Co-Authored-By: Claude Opus 4.6 <noreply@anthropic.com>

cmd/agent/main.go

@@ -3,7 +3,13 @@ package main
 import (
 	"bytes"
 	"context"
+	"crypto/ecdsa"
+	"crypto/elliptic"
+	"crypto/rand"
+	"crypto/x509"
+	"crypto/x509/pkix"
 	"encoding/json"
+	"encoding/pem"
 	"flag"
 	"fmt"
 	"io"
@@ -11,6 +17,7 @@ import (
 	"net/http"
 	"os"
 	"os/signal"
+	"path/filepath"
 	"syscall"
 	"time"
 
@@ -27,10 +34,13 @@ type AgentConfig struct {
 	AgentName string // Agent name for identification
 	AgentID   string // Agent ID for API calls (set after registration or from env)

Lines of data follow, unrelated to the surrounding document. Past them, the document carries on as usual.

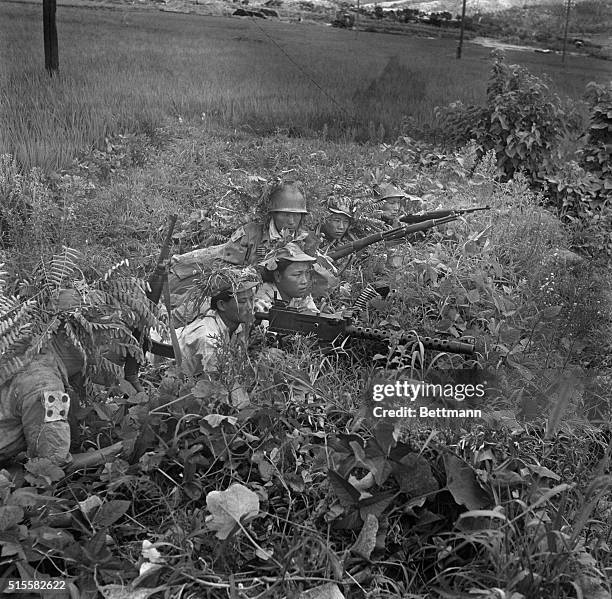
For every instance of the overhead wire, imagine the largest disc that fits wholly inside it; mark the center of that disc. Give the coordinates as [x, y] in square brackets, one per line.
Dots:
[308, 75]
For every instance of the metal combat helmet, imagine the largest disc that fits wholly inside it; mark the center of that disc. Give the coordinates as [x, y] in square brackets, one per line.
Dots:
[341, 205]
[288, 197]
[386, 191]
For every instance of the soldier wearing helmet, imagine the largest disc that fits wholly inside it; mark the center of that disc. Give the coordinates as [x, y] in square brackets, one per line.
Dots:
[35, 406]
[391, 201]
[287, 275]
[336, 225]
[286, 209]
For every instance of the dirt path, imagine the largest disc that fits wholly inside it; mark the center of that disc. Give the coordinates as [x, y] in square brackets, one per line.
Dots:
[488, 42]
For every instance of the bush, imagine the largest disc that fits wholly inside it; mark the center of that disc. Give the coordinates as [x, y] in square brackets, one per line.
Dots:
[597, 153]
[523, 121]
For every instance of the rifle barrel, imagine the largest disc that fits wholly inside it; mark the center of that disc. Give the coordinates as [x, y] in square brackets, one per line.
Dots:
[449, 345]
[417, 218]
[390, 235]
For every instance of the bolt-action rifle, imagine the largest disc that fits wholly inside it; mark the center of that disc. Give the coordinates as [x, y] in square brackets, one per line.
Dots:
[424, 216]
[156, 284]
[389, 235]
[327, 327]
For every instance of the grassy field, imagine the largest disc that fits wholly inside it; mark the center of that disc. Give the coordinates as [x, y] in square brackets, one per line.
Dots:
[127, 71]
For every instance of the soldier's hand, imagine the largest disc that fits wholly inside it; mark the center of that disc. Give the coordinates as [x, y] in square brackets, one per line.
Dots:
[95, 458]
[262, 304]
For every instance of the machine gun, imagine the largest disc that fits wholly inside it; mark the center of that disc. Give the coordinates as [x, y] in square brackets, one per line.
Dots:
[156, 284]
[327, 327]
[424, 216]
[389, 235]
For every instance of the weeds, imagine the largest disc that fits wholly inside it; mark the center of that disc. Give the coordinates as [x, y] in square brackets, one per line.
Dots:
[143, 74]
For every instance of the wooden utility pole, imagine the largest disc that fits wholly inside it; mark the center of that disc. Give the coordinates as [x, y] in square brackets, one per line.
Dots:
[569, 5]
[50, 37]
[460, 46]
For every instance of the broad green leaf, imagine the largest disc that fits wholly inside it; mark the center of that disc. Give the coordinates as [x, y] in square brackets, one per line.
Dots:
[483, 514]
[110, 512]
[44, 468]
[379, 466]
[9, 516]
[543, 472]
[229, 507]
[550, 312]
[461, 482]
[366, 541]
[51, 537]
[346, 493]
[414, 476]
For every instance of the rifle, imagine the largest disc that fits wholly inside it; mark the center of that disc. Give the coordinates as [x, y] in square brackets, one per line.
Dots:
[327, 328]
[423, 216]
[389, 235]
[156, 284]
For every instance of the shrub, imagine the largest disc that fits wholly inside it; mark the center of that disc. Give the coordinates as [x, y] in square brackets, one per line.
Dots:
[523, 121]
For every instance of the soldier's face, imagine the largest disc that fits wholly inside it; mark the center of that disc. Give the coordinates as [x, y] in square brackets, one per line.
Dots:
[336, 226]
[295, 280]
[287, 220]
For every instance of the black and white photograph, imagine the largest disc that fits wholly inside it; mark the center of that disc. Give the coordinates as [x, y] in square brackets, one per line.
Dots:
[306, 299]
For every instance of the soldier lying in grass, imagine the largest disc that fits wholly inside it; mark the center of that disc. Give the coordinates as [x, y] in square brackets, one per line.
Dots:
[35, 406]
[287, 275]
[225, 298]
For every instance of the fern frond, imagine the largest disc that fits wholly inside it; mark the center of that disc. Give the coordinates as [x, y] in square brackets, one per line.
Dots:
[113, 269]
[75, 341]
[10, 367]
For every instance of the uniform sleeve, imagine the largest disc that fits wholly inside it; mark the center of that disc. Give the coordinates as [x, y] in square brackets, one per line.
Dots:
[44, 407]
[199, 344]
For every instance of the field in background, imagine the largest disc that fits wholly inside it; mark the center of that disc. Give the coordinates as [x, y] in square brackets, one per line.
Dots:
[129, 71]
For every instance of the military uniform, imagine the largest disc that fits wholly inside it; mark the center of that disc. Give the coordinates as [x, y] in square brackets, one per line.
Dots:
[200, 342]
[34, 409]
[246, 246]
[267, 293]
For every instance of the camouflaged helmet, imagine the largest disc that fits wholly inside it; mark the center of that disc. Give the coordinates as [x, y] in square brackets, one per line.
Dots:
[290, 252]
[341, 205]
[287, 197]
[385, 191]
[224, 278]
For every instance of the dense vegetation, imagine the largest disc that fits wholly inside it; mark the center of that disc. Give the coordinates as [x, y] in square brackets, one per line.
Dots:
[544, 24]
[301, 490]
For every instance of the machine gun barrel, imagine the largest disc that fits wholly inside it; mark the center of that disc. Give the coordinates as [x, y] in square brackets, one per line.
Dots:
[424, 216]
[327, 327]
[389, 235]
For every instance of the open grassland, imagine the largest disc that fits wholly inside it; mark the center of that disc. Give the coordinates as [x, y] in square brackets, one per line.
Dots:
[130, 70]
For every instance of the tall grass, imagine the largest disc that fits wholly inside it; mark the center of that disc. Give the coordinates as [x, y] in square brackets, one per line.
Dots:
[128, 71]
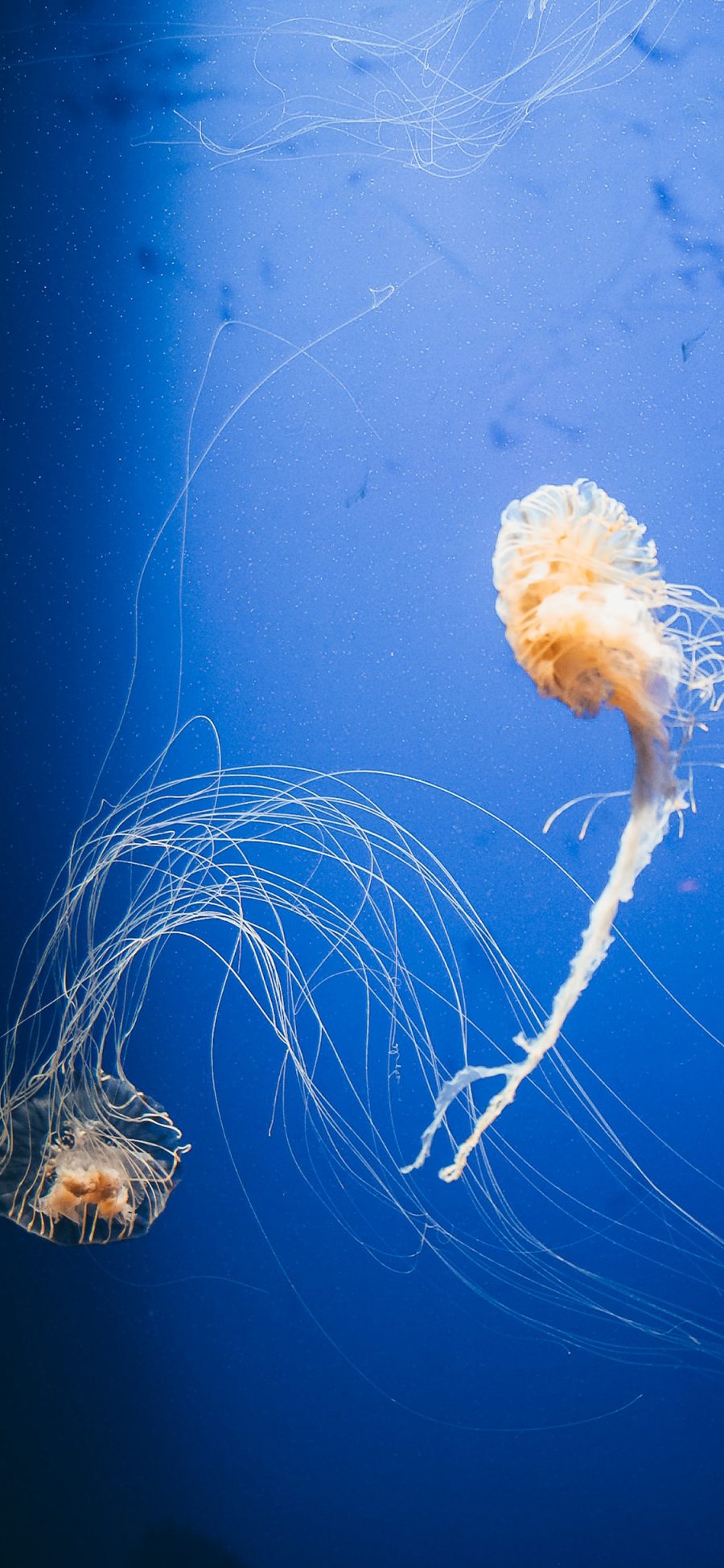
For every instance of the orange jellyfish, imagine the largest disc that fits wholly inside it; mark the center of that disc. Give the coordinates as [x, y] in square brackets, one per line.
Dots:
[591, 619]
[87, 1159]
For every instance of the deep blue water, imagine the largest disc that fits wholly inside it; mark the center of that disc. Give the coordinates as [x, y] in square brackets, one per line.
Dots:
[254, 1382]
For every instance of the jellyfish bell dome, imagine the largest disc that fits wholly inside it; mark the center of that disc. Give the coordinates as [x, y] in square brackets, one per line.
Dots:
[578, 586]
[87, 1161]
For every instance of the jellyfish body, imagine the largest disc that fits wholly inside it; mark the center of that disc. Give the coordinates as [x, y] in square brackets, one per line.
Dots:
[580, 596]
[87, 1161]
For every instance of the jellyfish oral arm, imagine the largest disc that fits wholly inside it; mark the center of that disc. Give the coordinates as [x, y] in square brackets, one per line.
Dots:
[656, 797]
[578, 591]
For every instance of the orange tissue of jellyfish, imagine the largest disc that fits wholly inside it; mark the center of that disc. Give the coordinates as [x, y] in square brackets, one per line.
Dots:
[591, 619]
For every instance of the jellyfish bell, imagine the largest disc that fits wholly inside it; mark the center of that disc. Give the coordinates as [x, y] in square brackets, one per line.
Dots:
[87, 1159]
[590, 616]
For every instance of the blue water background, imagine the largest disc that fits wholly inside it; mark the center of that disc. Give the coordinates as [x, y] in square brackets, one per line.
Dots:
[298, 1402]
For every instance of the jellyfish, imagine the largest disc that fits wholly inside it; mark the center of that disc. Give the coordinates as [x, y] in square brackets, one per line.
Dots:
[591, 619]
[441, 97]
[88, 1158]
[87, 1161]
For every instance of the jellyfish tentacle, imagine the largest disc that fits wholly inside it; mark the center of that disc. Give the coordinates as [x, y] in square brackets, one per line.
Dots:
[580, 595]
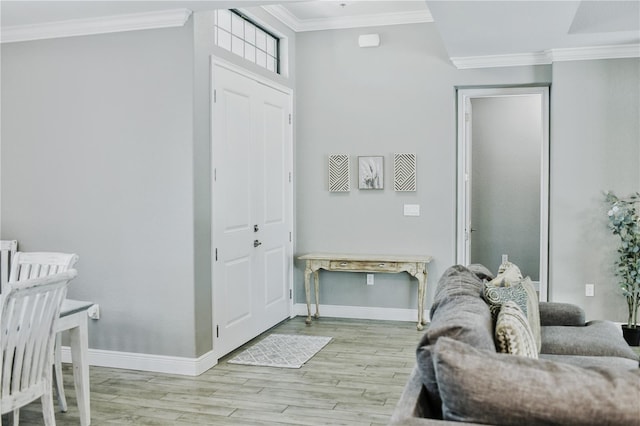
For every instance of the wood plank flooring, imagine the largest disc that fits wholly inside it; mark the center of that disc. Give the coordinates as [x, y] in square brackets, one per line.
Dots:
[355, 380]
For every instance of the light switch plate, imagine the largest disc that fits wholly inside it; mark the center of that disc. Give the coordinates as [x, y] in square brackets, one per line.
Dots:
[589, 290]
[412, 209]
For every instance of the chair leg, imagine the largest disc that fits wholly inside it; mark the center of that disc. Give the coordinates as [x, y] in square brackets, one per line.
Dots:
[47, 408]
[57, 373]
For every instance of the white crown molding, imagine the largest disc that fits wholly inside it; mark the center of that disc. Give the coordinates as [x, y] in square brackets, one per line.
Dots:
[300, 25]
[548, 56]
[596, 52]
[492, 61]
[101, 25]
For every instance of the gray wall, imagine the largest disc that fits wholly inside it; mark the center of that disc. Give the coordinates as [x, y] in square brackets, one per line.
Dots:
[595, 146]
[106, 152]
[97, 159]
[505, 179]
[399, 97]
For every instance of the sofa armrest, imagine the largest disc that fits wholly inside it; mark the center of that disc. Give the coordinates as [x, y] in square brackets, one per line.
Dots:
[565, 314]
[413, 407]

 	Hostname  string // Server hostname
+	KeyDir    string // Directory for storing private keys (default: /var/lib/certctl/keys)
 }
 
 // Agent represents the local agent that runs on target servers.
-// It periodically sends heartbeats, polls for work, and executes deployment jobs.
+// It periodically sends heartbeats, polls for work, and executes deployment and CSR jobs.
+// In agent keygen mode, private keys are generated and stored locally — they never leave
+// this process or filesystem.
 type Agent struct {
 	config *AgentConfig
 	logger *slog.Logger
@@ -47,11 +57,13 @@ type WorkResponse struct {
 	Count int       `json:"count"`
 }
 
-// JobItem represents a job returned from the control plane, enriched with target details.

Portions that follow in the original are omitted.